2011 Retrospective: Homefront Review - September 3rd 2011

With each new installment in the Call of Duty franchise realism takes a blow to the head and inches ever closer to the cliffs of madness. What started as "Man that turret! Repel the Nazis!" soon turned to "Survive a nuke!" and "Discuss your amnesia with Ed Harris!". It's still devilishly playable, granted, but as a player it's getting harder to stay emotionally involved.


That's where Homefront comes in. If you are anything but emotionally involved in its story of Korean military might invading mainland USA and rampaging through middle America, sending schoolteachers to makeshift concentration camps and blowing up - gasp! - Hooters restaurants, you clearly have no soul. Or are not American.

While Homefront hardly sets a new standard in gritty realism, its story is grounded in very real western fears and events in the campaign are designed to provoke. Being punched square in the face by a Korean solider; getting manhandled onto a prison bus and driving you past the execution of a mother in front of her small child - such incidents spur you on not through wow-now-I-have-a-snowmobile-and-I-just-jumped-a-gorge excitement, but sheer indignant rage.

The campaign, although short, does have quite a few shocking moments.

That rage won't last long, however. The campaign may be packed with memorable set pieces - a hurtling truck toppling your prison bus and sending passengers flying an early highlight, providing sniper support from a church tower a later one - but it's all over in little more than six hours.

But the campaign is only the first offensive, Homefront taking a second swing at the current FPS kings with its broad multiplayer offering. Like Black Ops it bombards with player rewards, addictive to grinders and those without jobs, and like Bad Company 2 it has humvees, tanks and helis (some drivable, most not), but sadly it falls short of both games.

With a mixture of wide open warfare and close quarters combat it's got plenty of variety, but shooting feels light and unsatisfying, and levels are bland and featureless. While still involving, in reaching for the stars it fails to completely satisfy in both regards as much as it's two tightly focused competitors.

Graphically, Homefront isn't going to win any awards.

Online and off, however, don't dismiss Homefront outright.

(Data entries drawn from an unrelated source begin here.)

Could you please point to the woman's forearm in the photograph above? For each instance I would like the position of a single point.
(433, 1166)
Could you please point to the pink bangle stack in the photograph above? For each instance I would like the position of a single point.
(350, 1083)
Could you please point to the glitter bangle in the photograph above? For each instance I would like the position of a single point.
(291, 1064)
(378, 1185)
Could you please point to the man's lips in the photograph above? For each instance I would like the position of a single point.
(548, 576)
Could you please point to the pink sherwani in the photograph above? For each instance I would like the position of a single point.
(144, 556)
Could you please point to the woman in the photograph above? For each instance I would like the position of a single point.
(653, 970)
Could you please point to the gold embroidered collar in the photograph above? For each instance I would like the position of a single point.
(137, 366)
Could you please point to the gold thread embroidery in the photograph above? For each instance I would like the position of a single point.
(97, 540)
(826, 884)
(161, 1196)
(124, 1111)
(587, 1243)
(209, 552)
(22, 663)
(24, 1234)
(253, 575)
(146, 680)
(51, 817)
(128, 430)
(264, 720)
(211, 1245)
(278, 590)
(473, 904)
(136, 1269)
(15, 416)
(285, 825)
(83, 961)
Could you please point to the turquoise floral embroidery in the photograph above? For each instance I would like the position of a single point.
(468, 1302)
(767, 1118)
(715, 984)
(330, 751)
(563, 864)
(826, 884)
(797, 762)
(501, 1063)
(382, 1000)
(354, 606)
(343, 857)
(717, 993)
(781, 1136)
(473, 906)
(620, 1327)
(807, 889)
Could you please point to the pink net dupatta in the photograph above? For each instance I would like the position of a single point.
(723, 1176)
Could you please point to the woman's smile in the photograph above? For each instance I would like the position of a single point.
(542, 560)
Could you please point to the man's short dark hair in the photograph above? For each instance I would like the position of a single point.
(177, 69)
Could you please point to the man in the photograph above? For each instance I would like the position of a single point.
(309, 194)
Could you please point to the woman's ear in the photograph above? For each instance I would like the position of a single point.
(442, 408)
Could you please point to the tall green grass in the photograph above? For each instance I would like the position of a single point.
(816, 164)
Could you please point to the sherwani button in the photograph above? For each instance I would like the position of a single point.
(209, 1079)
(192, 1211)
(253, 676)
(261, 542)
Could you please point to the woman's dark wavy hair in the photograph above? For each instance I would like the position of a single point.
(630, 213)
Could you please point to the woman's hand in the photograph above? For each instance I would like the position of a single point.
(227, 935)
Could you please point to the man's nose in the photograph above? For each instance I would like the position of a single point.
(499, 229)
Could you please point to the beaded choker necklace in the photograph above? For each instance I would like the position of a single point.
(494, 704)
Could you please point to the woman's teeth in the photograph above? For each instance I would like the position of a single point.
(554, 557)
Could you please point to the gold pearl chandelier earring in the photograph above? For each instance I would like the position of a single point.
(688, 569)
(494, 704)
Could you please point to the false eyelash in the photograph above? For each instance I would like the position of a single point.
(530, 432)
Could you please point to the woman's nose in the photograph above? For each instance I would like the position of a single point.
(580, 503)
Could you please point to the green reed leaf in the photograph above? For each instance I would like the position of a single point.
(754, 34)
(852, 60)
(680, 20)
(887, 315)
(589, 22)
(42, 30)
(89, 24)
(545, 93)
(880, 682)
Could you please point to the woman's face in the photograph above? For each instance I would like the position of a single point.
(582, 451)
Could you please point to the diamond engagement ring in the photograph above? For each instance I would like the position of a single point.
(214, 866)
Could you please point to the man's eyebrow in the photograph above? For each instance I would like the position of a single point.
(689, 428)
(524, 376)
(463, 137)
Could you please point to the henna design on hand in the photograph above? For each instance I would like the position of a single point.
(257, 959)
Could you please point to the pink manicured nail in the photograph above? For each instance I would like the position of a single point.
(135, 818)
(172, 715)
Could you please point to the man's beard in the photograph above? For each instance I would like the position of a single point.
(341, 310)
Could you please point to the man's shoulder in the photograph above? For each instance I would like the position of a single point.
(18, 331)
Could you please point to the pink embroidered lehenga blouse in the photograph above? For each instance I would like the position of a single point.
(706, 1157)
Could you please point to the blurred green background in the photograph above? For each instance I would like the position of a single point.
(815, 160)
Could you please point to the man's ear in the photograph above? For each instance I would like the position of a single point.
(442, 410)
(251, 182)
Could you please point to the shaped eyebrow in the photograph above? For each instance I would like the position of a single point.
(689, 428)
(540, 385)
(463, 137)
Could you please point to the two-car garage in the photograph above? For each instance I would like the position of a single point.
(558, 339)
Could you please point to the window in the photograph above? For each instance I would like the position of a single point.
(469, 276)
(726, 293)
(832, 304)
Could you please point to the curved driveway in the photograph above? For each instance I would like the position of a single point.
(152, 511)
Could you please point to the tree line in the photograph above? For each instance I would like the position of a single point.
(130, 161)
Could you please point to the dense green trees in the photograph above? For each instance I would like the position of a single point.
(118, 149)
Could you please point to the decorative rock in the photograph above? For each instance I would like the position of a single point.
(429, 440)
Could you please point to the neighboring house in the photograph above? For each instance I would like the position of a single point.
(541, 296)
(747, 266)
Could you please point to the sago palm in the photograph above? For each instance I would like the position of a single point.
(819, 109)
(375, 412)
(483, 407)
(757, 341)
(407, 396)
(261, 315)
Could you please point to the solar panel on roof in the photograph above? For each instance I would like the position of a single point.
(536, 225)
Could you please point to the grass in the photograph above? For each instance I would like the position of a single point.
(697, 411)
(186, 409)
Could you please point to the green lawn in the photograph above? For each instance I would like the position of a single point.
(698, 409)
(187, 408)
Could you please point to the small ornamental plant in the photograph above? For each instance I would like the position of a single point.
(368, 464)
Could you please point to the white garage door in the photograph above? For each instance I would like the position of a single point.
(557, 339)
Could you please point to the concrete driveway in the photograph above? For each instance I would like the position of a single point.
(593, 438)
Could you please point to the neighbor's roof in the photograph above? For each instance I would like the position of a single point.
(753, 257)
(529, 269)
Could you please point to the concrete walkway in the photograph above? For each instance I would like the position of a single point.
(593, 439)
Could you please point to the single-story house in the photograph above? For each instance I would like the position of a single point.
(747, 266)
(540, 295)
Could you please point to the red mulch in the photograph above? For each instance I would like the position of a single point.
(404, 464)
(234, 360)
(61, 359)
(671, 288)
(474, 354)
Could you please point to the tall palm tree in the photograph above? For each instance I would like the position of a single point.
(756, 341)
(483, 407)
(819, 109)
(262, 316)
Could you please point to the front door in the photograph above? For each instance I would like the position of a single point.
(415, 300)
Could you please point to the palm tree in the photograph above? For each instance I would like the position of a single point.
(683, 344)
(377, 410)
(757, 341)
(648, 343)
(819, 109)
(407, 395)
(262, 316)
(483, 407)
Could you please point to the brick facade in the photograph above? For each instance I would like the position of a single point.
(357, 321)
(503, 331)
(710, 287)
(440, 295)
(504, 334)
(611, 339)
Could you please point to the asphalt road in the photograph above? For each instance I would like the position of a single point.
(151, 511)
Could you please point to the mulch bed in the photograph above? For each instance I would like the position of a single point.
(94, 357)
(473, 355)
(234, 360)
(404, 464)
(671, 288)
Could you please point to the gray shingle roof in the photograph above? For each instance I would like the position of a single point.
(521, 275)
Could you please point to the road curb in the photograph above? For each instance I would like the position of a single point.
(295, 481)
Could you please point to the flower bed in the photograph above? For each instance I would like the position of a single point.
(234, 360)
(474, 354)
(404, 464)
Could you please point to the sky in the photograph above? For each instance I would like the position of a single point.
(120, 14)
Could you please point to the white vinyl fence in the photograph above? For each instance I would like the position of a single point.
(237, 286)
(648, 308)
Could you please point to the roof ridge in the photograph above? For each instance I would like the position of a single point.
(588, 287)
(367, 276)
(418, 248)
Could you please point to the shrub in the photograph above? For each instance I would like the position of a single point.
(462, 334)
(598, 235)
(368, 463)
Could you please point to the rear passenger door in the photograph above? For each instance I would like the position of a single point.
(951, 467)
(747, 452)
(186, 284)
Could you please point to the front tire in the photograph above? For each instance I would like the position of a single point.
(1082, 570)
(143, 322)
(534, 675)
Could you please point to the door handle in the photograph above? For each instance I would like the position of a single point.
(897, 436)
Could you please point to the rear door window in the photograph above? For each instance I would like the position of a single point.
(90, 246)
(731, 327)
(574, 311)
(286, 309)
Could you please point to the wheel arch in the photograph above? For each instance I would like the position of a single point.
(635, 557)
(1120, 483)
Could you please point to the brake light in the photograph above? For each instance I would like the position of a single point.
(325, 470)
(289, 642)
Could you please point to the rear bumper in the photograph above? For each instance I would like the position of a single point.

Its story is packed with memorable moments, recalling the best parts of John Milius' Red Dawn (who had a hand in development here) and its multiplayer, while not especially deep, is perfectly madcap and engaging. Altogether now: ''WOLVERINES!''


Ben Griffin

 

Gameplay:

An enjoyably varied campaign, but shooting has been done better.

Audio:

Booming explosions and the crack of a firefight are, expectedly, loud.

Graphics:

Rough. Lovely lens flare, though.

Longevity:

The usual 6-hour campaign you will never return to is bolstered by an iffy but playable multiplayer.

     

Final Score:



Successfully emulating COD and its skittish campaign, and bringing vehicles to the multiplayer fire fight, Homefront is a blast of warm (if not necessarily fresh) air.